In this case, the horizontal leg is the true power, the vertical leg is the reactive power and the hypotenuse is the complex power (fig. 8). True power is the work we want out of the system. As a result we are going to say that it is on the "true" axis (horizontal line). Since reactive power essentially "leeches" off of true power and does not contribute to powering the load, we'll define it separately and say it is on the "imaginary axis (vertical line whose value indicated by the letter "I" before the quantity). The apparent power is calculating by simply taking the magnitude of S (ISI -> magnitude of a value shown by the value with a vertical line on either side). For example, if the true power in a system is 4W and the reactive power is 3VAr, the complex power would be S = sqrt(4A2 + JA2) = 5VA This method of calculation is known as a vector summation.
Putting the Pieces Together
The important quantity to pull from this is the apparent power. The apparent power is the vector summation of both the true power and reactive power. That basically means that both the true and reactive power elements will affect the apparent power value. This will depend upon the magnitude of the true power, the magnitude of the reactive power and the phase shift between the voltage and the current. Apparent power is used to define the total power delivered to a load. This is also how ratings are often described on power sources, including the EEC series. For example, the power source is a l000VA unit. That VA quantity refers to the apparent power.
Fig. 9: Black Box Example
Take a look at the image in Fig. 9. This is a black box example. There are three parts to this diagram: the input, the system and the output. The user has to input a certain amount of power, the system performs the work and the end result is that there is output power. In a perfect world with no losses, the input power would be equal to the output power. However, there will always be losses on a system. Say that the required output to run a motor is 1000VA. It is known that 200VA of power are "lost" in the system due to the reactive power components. This means that the user will need to input at least 1200VA of power to run the motor. Since 200VA is lost in the "work" portion of the system, the output power = 1200VA - 200VA = 1000VA. Otherwise, the motor will not have enough power to operate. It is important to know the phase shift between the voltage and current because this gives a value for reactive power. This value needs to be known so that enough power can be applied at the input to get the desired output.
The above example outlines the importance of calculating losses in a system. Without knowing how much power is lost on a system, it is possible that the source would not have the necessary power to supply the load. The end result would either be that the source would be unable to supply the load or the system would operate at a highly inefficient rate. Therefore it is necessary to calculate the power consumption of the entire system rather than just the load so that the source can supply the necessary amount of power.
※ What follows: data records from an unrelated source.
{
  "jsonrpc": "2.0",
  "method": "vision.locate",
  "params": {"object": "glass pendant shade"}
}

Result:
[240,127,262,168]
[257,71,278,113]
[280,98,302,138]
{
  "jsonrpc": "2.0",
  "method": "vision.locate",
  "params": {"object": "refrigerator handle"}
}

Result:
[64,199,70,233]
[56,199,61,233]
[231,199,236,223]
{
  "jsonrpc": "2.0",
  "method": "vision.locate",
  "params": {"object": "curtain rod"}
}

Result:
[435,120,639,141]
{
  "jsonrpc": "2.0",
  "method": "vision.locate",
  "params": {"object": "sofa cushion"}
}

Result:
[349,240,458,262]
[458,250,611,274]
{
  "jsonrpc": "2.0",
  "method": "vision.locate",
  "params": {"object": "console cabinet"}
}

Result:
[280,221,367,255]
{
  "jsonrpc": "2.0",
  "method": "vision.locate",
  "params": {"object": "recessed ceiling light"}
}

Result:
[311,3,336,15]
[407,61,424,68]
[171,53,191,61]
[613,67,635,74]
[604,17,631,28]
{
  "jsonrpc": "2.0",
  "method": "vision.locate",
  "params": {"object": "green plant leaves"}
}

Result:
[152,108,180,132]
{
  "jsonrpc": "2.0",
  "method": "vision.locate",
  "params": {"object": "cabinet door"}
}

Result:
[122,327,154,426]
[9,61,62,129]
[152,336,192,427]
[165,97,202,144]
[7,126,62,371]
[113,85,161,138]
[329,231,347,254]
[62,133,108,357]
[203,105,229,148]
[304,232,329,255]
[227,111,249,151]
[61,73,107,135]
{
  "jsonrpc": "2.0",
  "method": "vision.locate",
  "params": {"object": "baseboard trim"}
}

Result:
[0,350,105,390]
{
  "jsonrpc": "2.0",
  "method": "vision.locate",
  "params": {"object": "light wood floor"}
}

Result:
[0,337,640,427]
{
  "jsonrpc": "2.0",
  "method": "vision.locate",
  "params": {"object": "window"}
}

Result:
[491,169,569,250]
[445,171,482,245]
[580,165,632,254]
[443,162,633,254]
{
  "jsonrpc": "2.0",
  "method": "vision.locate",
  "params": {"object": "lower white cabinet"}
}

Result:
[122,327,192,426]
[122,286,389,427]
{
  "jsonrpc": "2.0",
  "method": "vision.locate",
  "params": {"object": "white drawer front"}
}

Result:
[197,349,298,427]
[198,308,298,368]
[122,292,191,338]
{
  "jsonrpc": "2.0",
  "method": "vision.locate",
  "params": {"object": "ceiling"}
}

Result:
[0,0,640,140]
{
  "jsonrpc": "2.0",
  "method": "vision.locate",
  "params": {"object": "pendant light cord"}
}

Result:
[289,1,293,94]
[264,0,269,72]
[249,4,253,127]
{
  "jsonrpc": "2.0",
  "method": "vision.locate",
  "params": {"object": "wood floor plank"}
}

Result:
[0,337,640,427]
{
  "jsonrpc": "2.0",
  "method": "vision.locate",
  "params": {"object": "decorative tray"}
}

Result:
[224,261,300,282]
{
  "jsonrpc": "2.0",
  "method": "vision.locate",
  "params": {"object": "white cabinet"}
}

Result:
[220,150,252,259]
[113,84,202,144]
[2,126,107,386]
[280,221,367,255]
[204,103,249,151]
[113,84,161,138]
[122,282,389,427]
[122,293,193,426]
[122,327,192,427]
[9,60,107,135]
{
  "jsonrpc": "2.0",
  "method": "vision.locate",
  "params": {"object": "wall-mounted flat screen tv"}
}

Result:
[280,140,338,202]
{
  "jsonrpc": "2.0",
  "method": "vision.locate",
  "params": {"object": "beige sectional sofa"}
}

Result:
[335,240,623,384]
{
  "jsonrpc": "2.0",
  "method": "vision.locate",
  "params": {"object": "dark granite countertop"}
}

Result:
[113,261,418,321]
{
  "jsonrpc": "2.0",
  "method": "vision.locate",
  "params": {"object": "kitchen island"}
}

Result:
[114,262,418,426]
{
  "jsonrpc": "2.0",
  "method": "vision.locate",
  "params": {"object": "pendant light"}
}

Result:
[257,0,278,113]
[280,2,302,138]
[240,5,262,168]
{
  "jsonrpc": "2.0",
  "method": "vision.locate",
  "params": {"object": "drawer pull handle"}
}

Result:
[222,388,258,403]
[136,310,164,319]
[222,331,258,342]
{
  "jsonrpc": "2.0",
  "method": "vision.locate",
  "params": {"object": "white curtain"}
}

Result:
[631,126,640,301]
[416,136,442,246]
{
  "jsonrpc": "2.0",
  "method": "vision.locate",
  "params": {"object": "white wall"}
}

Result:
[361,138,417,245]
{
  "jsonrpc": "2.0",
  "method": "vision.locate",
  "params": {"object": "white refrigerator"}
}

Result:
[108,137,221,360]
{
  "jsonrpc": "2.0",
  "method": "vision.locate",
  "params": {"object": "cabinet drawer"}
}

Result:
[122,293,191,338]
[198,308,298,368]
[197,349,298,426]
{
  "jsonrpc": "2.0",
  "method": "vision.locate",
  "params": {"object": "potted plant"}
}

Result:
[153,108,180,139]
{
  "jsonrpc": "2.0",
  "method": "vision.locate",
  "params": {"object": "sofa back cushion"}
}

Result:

The apparent power is a combination of both reactive power and true power. True power is a result of resistive components and reactive power is a result of capacitive and inductive components. Almost all circuitry on the market will contain a combination of these components. Since reactive power takes away from true power, it must be considered in a system to ensure that the apparent power output from a system is sufficient to supply the load. This is a critical aspect of understanding AC power sources because the source must be capable of supplying the necessary volt-amp power for a given application. As with any product, understanding the needs and specifications of the end user will ensure a successful application.